He said: “And if you talk about it, they say bad things about you, they call you a racist.”

Final debate

Ms Clinton was off the campaign trail Tuesday, preparing for her final debate with Mr Trump on Wednesday, so it fell to Mr Obama to rebut the Republican’s assertions.

There is no evidence, he said, that a presidential election has ever been rigged. He said there was little indication that it could be, given that elections are run by state and local authorities, with people from both parties supervising polling sites and ballot counting.

“The notion that somehow if Trump loses Florida, it is because of those people that you have to watch out for,” he said. “That is both irresponsible, and by the way, doesn’t really show the kind of leadership and toughness that you want out of a president.”

“If you start whining before the game’s even over,” he said, “if whenever things are going badly for you and you lose, you start blaming somebody else, then you don’t have what it takes to be in this job because there are times when things don’t go ‘our way’ or ‘my way’”.

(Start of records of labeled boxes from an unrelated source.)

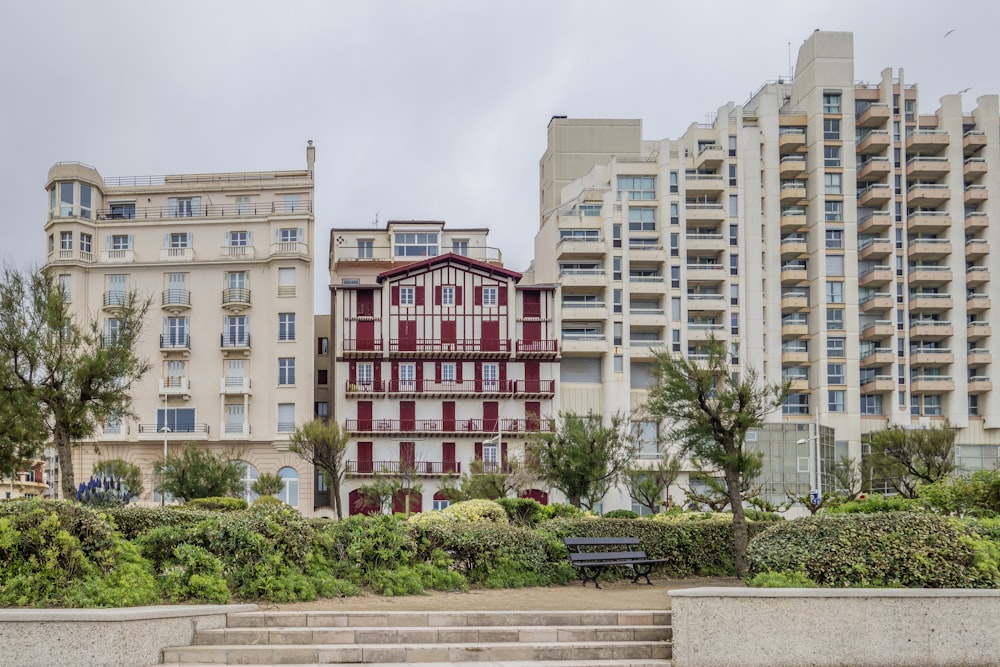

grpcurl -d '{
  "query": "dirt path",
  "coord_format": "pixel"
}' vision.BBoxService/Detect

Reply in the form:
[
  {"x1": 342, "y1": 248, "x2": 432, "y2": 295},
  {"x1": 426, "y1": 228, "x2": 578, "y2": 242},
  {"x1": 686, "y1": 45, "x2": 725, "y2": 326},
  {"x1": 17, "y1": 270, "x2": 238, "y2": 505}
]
[{"x1": 261, "y1": 577, "x2": 743, "y2": 611}]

Asked about Mr Trump's statement that, if elected, he would meet with Russian president Vladimir Putin of before taking office, Mr Obama said: "I'm going to be a little more subdued in my discussions of the Republican nominee in this context than I might be on the campaign trail.

“Mr Trump rarely surprises me anymore.”

He said he was more surprised that other Republican leaders, who had stridently opposed his efforts to reach out to Russia early in his presidency, would now endorse a candidate who he said was unprecedented in his "flattery of Mr Putin."

When the subject returned to Mr Trump and the issue of voter fraud, the president said: “I’d invite Mr Trump to stop whining and go try to make his case to get votes.”

If Mr Trump won, the president said, Ms Clinton would deliver a concession speech and he would escort Mr Trump to the Capitol for the time-honoured ritual of a peaceful transfer of power.

“That’s what Americans do,” he said. “That’s why America is already great. One way of weakening America, making it less great, is if you start betraying those basic American traditions that have been bipartisan, and have helped hold together this democracy now for well over two centuries.”